Matthieu, v. 55 et 56, et Marc, v. 40, font assister au crucifiement, mais de loin, Marie-Madeleine, Marie, mère de Jacques le mineur et de Joseph, et Salomé, mère des fils de Zébédée. Luc, v. 49, y fait assister également de loin, toutes les connaissances de Jésus, sans désignation des personnes. Mais voilà que Jean, v. 25-27, dit y avoir assisté lui-même de près, et place au pied de la croix la mère de Jésus avec Marie dite de Cléophas et Marie-Madeleine. Ainsi donc Matthieu et Marc prennent soin de nommer des témoins de second ordre et regardant de loin, et ils ne font aucune mention de la mère et du disciple bien-aimé de Jésus, qui sont là, près de la croix, l'objet de ses touchantes paroles ! Ce n'est pas tout. Au nombre de ces témoins qui regardent de loin, ils nomment Marie-Madeleine que Jean met près de la croix. Enfin Luc, en représentant toutes les connaissances de Jésus comme se tenant à distance et se bornant à jouer un rôle de lâche curiosité, comprend nécessairement dans ce nombre le disciple bien-aimé, qui affirme au contraire avoir assisté son maître jusqu'au dernier soupir.

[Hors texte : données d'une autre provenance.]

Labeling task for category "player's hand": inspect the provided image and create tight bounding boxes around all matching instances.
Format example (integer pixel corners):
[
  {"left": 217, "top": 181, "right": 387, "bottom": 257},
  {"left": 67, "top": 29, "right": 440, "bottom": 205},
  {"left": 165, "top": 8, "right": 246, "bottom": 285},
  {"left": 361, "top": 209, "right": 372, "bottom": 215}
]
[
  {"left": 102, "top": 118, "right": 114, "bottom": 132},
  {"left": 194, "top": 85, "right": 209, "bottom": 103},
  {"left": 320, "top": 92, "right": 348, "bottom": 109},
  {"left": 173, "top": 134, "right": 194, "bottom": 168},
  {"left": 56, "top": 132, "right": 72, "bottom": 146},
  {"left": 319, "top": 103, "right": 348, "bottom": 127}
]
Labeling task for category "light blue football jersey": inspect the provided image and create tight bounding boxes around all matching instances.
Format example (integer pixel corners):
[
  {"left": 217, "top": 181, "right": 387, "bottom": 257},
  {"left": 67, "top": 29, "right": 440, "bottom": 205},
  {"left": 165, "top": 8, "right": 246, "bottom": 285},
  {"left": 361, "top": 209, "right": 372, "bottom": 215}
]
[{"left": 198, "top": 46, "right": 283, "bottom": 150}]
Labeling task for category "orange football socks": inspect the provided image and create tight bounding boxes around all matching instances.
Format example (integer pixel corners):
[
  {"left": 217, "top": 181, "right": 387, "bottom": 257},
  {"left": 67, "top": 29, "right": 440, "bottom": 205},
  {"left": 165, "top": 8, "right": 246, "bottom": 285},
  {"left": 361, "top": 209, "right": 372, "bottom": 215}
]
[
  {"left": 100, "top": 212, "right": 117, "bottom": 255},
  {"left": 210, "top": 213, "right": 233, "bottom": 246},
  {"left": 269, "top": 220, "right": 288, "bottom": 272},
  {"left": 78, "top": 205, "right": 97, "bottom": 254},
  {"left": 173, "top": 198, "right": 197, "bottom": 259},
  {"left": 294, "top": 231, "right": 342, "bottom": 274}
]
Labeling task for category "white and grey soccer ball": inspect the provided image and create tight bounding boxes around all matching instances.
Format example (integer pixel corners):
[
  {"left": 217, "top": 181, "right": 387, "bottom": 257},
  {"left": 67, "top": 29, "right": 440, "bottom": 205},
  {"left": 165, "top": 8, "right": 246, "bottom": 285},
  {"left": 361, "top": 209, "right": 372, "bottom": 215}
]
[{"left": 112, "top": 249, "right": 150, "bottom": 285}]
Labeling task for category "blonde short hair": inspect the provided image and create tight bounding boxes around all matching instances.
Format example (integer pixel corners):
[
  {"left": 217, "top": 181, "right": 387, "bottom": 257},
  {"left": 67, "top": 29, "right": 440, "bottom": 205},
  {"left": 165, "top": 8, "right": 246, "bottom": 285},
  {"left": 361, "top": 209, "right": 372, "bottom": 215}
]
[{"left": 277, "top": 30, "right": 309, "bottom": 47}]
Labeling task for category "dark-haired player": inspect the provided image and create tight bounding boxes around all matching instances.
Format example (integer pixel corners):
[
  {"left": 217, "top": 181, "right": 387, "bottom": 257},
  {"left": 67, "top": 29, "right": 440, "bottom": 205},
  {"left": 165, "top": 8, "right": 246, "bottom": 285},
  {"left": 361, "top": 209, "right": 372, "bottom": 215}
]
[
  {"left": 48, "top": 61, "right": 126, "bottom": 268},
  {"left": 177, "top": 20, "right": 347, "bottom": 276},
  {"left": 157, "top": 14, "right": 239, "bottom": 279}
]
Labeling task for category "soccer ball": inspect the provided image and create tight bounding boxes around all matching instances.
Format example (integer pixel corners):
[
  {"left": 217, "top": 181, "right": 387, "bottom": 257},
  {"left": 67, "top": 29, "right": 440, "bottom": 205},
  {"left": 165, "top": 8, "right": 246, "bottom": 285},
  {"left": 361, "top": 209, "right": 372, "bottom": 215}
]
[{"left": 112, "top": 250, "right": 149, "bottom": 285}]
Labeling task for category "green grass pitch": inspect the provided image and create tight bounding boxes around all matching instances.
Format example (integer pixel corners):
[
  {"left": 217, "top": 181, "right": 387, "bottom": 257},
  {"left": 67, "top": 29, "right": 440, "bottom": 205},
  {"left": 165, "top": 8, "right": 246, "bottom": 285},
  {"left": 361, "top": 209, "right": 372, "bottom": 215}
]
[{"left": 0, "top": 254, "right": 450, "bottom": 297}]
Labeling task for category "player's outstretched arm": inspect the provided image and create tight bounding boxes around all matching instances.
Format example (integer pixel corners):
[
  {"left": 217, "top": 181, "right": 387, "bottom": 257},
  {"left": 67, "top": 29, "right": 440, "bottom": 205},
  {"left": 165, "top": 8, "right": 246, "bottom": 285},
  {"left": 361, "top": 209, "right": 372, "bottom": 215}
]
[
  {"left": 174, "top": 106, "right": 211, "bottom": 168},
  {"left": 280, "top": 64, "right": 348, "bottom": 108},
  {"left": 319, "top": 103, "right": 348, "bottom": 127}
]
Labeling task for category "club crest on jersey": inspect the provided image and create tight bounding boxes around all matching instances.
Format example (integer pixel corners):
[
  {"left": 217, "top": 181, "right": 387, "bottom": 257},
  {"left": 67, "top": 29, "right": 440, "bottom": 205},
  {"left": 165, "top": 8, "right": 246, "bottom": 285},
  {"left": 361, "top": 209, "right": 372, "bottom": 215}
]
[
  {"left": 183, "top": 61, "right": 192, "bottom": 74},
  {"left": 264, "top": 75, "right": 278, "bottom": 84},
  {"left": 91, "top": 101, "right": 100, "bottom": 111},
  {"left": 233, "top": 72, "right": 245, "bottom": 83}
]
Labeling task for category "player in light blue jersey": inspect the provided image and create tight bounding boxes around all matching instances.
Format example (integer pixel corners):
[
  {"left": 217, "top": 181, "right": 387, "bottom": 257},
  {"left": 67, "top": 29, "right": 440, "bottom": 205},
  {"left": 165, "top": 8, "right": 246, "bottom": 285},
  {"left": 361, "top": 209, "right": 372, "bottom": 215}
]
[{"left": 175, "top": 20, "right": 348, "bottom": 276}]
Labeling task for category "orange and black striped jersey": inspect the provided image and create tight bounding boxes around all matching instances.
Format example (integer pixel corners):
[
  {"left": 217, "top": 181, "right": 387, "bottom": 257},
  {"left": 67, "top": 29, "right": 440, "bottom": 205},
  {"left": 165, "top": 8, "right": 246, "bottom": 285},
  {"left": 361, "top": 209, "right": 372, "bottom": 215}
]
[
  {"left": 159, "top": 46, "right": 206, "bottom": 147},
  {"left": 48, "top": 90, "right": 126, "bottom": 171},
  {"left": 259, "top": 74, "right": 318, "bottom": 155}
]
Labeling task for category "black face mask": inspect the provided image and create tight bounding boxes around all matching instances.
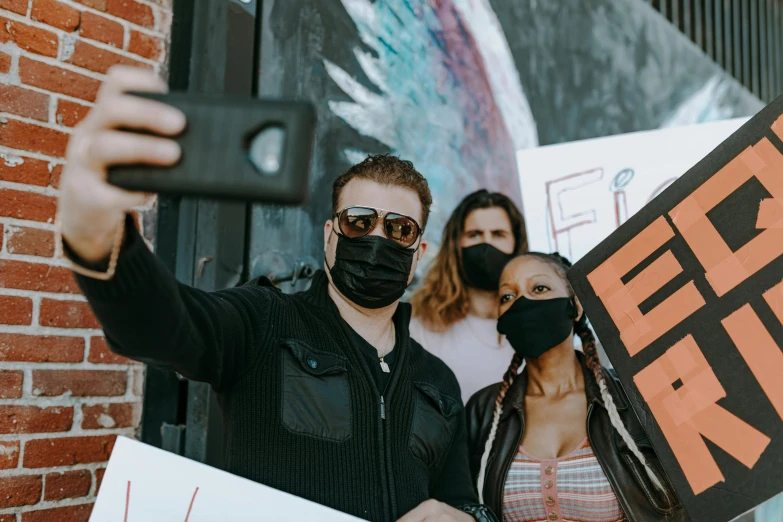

Au lieu de cette scène si attendrissante, décrite brièvement dans le quatrième Évangile, v. 25-27, et où le Christ, expirant sans proférer aucune plainte, s'occupe encore des êtres chéris qu'il laisse sur terre, et recommande sa mère à Jean et réciproquement, Matthieu, v. 46, et Marc, v. 54, lui font tenir ce langage, plein de découragement et presque d'incrédulité : << Mon Dieu, mon Dieu, pourquoi m'as-tu abandonné (1)? » Il

(1) Cette exclamation est copiée du v. 2 du psaume 22 (21 dans le grec et

אלי אלי למה עזבתני (le latin

T. II.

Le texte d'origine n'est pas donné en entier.